At one point, shown in flashback, he is forced to kill someone. The victim comes close to finding out who he is, and we learn that unlike his other victims – he never took any of the organs. He never mutilated or tortured her. He is a complex man, one who respects intelligence in all its forms, and is in some ways deeply sad. But, the show – much like Silence of the Lambs, which is still the gold standard of the Hannibal Lecter stories – never lets you forget the monster that he is at his core. You want Will Graham to root him out, yet Hannibal spends much of the series helping Will catch other killers. He does this not solely to maintain his cover, but because he also respects Will’s intelligence, passion and empathy.
The peripheral characters aren’t quite as well-developed as Graham and Lecter, but that’s not much of a diss given how strong those leads are. Laurence Fishburne’s take on FBI agent Jack Crawford, who’s featured in Red Dragon and Lambs, is an intriguing hybrid of brains and machismo. Caroline Dhavernas’s Dr. Alana Bloom is a psychiatrist, who knows Will inside and out in a professional capacity, but refuses to view him as an objective curiosity. Freddie Lounds, the scruples-deficient tabloid crime reporter from Red Dragon, is here re-imagined as a relentless female crime blogger. The only arguable misstep is Hettienne Park as forensic expert Beverly Katz. Her dialogue leans too much on the sort of dry witticisms that are more the stuff of run-of-the-mill police procedurals than a show of true intelligence and substance like this. Even that’s a minor quibble, as she doesn’t disrupt the natural rhythms of the series.

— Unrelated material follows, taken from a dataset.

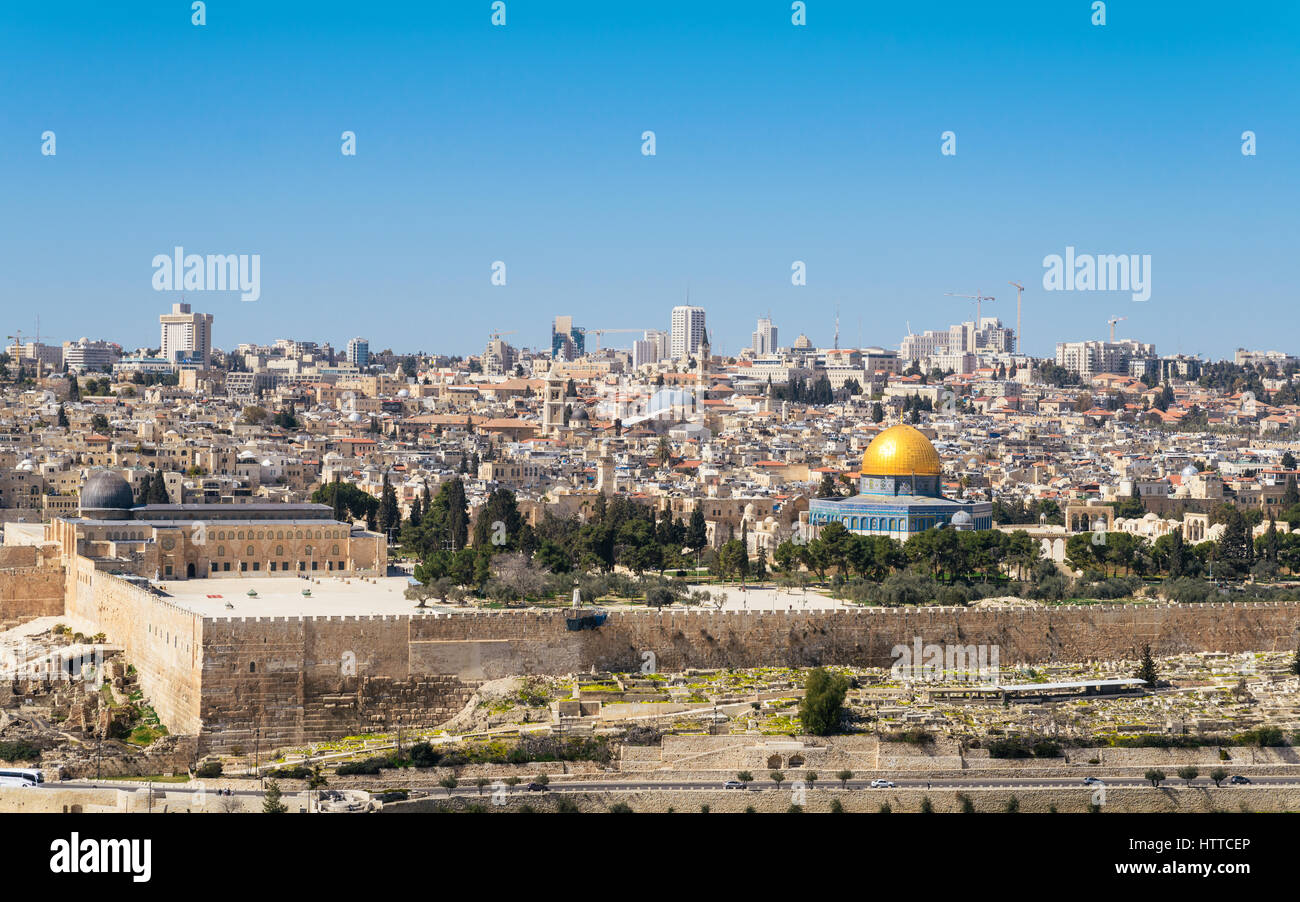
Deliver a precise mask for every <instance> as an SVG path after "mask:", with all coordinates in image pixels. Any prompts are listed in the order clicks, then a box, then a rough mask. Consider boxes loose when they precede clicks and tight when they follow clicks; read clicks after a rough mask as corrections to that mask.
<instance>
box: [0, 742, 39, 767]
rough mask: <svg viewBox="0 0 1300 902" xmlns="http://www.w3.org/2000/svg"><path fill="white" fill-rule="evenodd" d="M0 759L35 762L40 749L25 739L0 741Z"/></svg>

I suppose the only worry I might have about Hannibal is where it can go and how it will get there. It’s not that it couldn’t survive getting to the place where it eventually goes in the existing Lecter canon – Hannibal behind bars, Will more damaged than ever before, maybe eventually even Clarice Starling and everything that comes after. As for me, as well as the show’s not excessively large but dedicated group of fans, I would be happy to see how this game plays out – especially if it continues over multiple seasons. But long games, unfortunately, don’t always pay off ratings-wise – even on premium or basic cable (let alone network television, and given NBC’s current disastrous status as a network under the stewardship of world-class dipshit Bob Greenblatt.) They’re going to need to chase the money wherever it is, not where it’s going to be or where the critical accolades are. That’s what causes plenty of great shows to die sad-ass deaths.
The reason I mention that is to underline how remarkable this series has already become and how much of a bummer it would be to lose it. Hannibal beats numerous odds and stands as that rarest of anomalies – a work of horror fiction that engages and stimulates your mind as much in the pit of your stomach as in the ends of your nerves. (And, if you’re Thought Pollution’s own Pete Rizzo, causes more than a few nightmares.)